Most AI tools wait for you to ask them something. Claude Tag watches your channels, learns your team's context, picks up where the last person left off, and works on tasks for hours without anyone in the room. Anthropic already uses it to write 65% of their product code.
Introduction
Every AI assistant launched in the last three years follows roughly the same model: you open an interface, type a request, read the response, and close the window. The interaction is one-on-one, synchronous, and scoped to whatever you asked in that single session. Tomorrow, you start over.
Claude Tag is built on a completely different premise. On June 23, 2026, Anthropic introduced Claude Tag — starting on Slack — where Claude joins a team channel as a permanent member, builds ongoing context from the conversations it follows, can be tagged by anyone on the team, works through tasks asynchronously while the team focuses on other things, and proactively flags information it thinks the team needs to know without being asked.
The simplest description: it behaves less like a tool and more like a colleague.
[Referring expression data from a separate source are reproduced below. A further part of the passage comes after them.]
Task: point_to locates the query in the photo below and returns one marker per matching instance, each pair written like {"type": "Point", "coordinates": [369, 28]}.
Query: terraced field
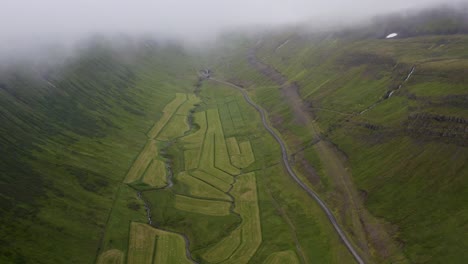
{"type": "Point", "coordinates": [196, 183]}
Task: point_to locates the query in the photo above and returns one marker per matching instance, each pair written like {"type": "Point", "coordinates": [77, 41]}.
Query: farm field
{"type": "Point", "coordinates": [198, 175]}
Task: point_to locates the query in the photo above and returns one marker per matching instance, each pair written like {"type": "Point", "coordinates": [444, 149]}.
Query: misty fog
{"type": "Point", "coordinates": [29, 25]}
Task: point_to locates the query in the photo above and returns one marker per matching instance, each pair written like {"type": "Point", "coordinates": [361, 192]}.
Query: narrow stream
{"type": "Point", "coordinates": [391, 93]}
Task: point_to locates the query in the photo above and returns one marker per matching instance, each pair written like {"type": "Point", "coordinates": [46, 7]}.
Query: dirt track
{"type": "Point", "coordinates": [291, 172]}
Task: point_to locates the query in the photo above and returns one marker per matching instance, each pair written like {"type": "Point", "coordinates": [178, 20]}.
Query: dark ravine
{"type": "Point", "coordinates": [150, 222]}
{"type": "Point", "coordinates": [291, 172]}
{"type": "Point", "coordinates": [390, 93]}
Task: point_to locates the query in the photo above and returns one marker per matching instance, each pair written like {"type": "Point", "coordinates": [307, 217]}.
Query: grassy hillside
{"type": "Point", "coordinates": [68, 136]}
{"type": "Point", "coordinates": [403, 147]}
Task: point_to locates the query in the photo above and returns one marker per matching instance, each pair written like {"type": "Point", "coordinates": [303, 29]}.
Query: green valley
{"type": "Point", "coordinates": [286, 146]}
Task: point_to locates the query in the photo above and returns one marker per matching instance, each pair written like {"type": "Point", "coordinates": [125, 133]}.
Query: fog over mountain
{"type": "Point", "coordinates": [30, 23]}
Anthropic's own teams have been using an internal version long enough to have production data on it. The number they chose to lead with is not a benchmark score or a capability claim — it is an operational reality: 65% of Anthropic's product team's code is now created by their internal version of Claude Tag.
Quick Summary
| Detail | Information |
|---|---|
| Product name | Claude Tag |
| Launched | June 23, 2026 |
| Platform | Slack (beta) |
| Available to | Claude Enterprise and Team customers |
| Underlying model | Claude Opus 4.8 |
| Replaces | Existing Claude in Slack app |
| Migration window | 30 days to opt in |
| Key stat | 65% of Anthropic product team's code created by Claude Tag |
| Goal | Expand beyond Slack to other team collaboration platforms |
What Claude Tag Actually Is
The clearest way to understand Claude Tag is to understand what it is not.
A standard AI chatbot lives in its own interface. Every conversation starts fresh. Only one person interacts with it at a time. It has no memory of what your team discussed last week. It cannot take a task and work on it while you attend a meeting. When you close the window, it stops.
Claude Tag inverts all of those assumptions.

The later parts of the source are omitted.